4. Veelzijdige kappen
In de 14de eeuw zijn een aantal kappen van burgerlijke bouwwerken uitgevoerd als schilddak. Aan de beide einden van het dak op de rechthoekige plattegrond is dan een driehoekig dakschild. Voorbeelden daarvan zijn: het stadhuis van Haarlem, het stadhuis van Dordrecht en kastelen, zoals Loevestein.
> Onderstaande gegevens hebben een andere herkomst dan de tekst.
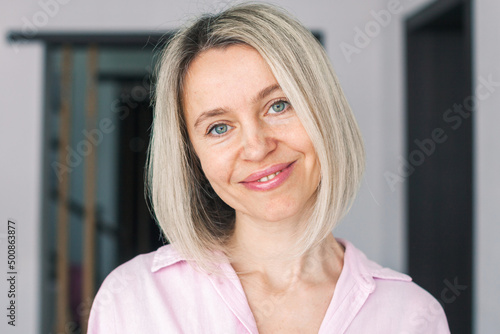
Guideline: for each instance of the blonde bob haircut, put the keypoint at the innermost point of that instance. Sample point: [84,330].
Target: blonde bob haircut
[189,212]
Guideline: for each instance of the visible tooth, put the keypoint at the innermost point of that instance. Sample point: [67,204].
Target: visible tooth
[269,177]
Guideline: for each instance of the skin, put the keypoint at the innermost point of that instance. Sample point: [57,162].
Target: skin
[256,132]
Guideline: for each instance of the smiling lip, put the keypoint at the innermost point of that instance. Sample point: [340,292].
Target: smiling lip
[251,182]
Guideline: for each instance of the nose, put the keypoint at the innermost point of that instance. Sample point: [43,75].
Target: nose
[257,140]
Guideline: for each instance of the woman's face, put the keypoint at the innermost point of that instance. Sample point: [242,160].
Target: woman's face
[252,146]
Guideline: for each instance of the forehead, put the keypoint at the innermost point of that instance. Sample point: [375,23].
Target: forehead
[217,73]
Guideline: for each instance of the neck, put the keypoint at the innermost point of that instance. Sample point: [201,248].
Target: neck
[259,250]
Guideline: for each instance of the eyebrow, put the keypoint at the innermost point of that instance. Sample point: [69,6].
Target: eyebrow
[220,111]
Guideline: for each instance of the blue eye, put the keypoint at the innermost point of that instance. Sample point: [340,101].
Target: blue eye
[279,106]
[219,129]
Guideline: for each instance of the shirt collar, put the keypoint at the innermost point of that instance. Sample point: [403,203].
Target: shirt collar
[363,269]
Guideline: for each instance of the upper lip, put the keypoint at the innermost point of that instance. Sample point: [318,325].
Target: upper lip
[268,171]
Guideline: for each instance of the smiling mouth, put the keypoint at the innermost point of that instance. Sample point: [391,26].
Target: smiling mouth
[268,173]
[269,177]
[276,176]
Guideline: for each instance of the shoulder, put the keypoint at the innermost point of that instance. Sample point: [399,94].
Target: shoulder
[136,287]
[394,301]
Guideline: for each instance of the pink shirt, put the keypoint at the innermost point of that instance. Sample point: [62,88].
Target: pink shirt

Op stadspoorten, kerkportalen, kapellen en verwante gebouwen of ruimten met een nagenoeg vierkante of veelzijdige plattegrond, werden kappen gebouwd, die rond één of twee makelaars of koningstijlen werden geconstrueerd. Voor iedere situatie werd door de timmerlieden een aparte oplossing bedacht. Hiervan worden enkele voorbeelden behandeld.
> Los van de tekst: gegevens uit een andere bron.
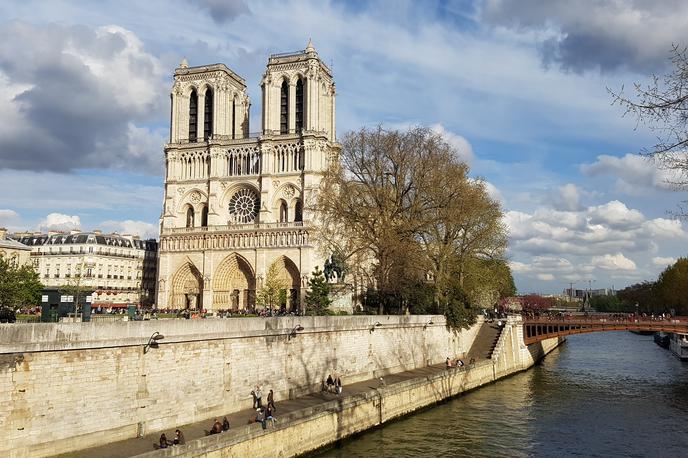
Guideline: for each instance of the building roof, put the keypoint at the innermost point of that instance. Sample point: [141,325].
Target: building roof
[13,245]
[80,238]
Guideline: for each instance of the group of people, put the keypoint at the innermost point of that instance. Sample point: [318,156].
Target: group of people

De omstreeks 1300 gebouwde toren van de kerk te Oudewater (U.) heeft een zadeldak uit de bouwtijd, dat gedragen wordt door twee gebinten met hoge kromme stijlen (afb. 468). De kap heeft ook twee makelaarflieringen. De gespannen hebben drie hanebalken, waarvan er twee op de hanebalkflieringen liggen. Aan de voet heeft iedere span of spoor een standzoon, die rust op een blokkeel.
De kap heeft aan de beide korte zijden een afschuining, een wolfeind. Daardoor ontstonden driehoekige dakvlakken, waarvan de voeten ter hoogte van de flieringen over de kromstijlgebinten liggen. Op het punt in de nok, waar aan weerszijden (in dit geval de zuid- en de noordzijde) drie dakvlakken bij elkaar komen, is een koningstijl geplaatst, die rust op de onderste hanebalkfliering. Het gespan op die plaats is versterkt met korbelen en standzonen, die langs de muur tot op de versnijding ter hoogte van de zolderbalklaag doorlopen.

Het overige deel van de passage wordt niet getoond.